Pero inmediatamente después de decir eso, aclara: “Tenemos que restaurar la VAN porque en junio queremos volver a México, donde espero que Colin y los chicos aprendan bien el español. Y sigue pendiente el plan de ir a la Argentina, Chile, Perú… No me imagino sin la VAN: ya es una parte de nosotros”.
Sofía dice que extraña el país y que sigue las noticias por internet y por los chats. “A veces prefiero desenchufarme porque me quema la cabeza. Pero amo mi país, estoy orgullosa de ser argentina y cada dos años vuelvo”.

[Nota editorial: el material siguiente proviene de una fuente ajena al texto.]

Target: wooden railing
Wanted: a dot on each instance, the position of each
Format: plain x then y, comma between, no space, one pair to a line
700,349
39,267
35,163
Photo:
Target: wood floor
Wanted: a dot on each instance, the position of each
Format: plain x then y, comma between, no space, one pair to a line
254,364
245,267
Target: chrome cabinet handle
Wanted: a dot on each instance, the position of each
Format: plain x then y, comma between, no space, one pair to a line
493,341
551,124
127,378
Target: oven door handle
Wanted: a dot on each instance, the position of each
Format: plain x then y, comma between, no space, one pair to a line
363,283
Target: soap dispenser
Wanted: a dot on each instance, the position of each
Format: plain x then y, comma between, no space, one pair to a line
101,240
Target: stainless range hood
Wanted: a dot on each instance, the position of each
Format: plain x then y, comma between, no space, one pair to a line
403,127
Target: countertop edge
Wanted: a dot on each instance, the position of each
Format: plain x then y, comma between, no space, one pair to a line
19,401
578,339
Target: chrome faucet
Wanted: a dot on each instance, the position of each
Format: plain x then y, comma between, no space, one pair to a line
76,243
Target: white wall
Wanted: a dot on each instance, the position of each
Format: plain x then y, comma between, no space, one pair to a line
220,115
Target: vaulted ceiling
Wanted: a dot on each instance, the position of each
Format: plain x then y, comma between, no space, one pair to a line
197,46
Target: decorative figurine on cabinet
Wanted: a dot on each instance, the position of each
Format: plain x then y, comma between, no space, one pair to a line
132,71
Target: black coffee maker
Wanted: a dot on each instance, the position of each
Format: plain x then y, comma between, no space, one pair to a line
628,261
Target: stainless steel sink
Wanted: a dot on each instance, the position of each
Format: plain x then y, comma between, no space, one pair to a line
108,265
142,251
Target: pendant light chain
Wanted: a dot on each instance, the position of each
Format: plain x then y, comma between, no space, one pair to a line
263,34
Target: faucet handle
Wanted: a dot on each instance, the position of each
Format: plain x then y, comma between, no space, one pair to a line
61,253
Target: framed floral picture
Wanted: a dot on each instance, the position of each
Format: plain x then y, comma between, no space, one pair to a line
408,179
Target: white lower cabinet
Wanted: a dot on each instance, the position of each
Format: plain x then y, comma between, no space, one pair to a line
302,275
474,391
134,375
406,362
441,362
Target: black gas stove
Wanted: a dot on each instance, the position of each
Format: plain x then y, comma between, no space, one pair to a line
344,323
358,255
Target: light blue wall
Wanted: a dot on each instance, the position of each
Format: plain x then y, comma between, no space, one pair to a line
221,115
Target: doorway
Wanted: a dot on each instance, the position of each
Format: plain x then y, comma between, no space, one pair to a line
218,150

¿Tienen amigos los chicos? ¿Y ellos? Muchos y por todos lados, contesta. La comunidad de los overlanders es cada vez más grande, y no solo comparten un estilo de vida, sino valores. “Apenas llegamos a un lugar los chicos enseguida se hacen amigos. Lo mismo nosotros. Llevamos una vida sin televisión, metidos en la naturaleza, pero también con amigos. Una vida plena y muy saludable. De hecho, jamás nos enfermamos. Alfonso una sola vez se agarró conjuntivitis. ¿Dónde? En una ciudad. Lo contagiaron otros chicos”.
Aparece Colin y se sorprende: “¿Seguís hablando?”. Para estar más aislada, se había subido al Mercedes, que nunca descansa. Tampoco ellos, felices trotamundos, aventureros sin fin.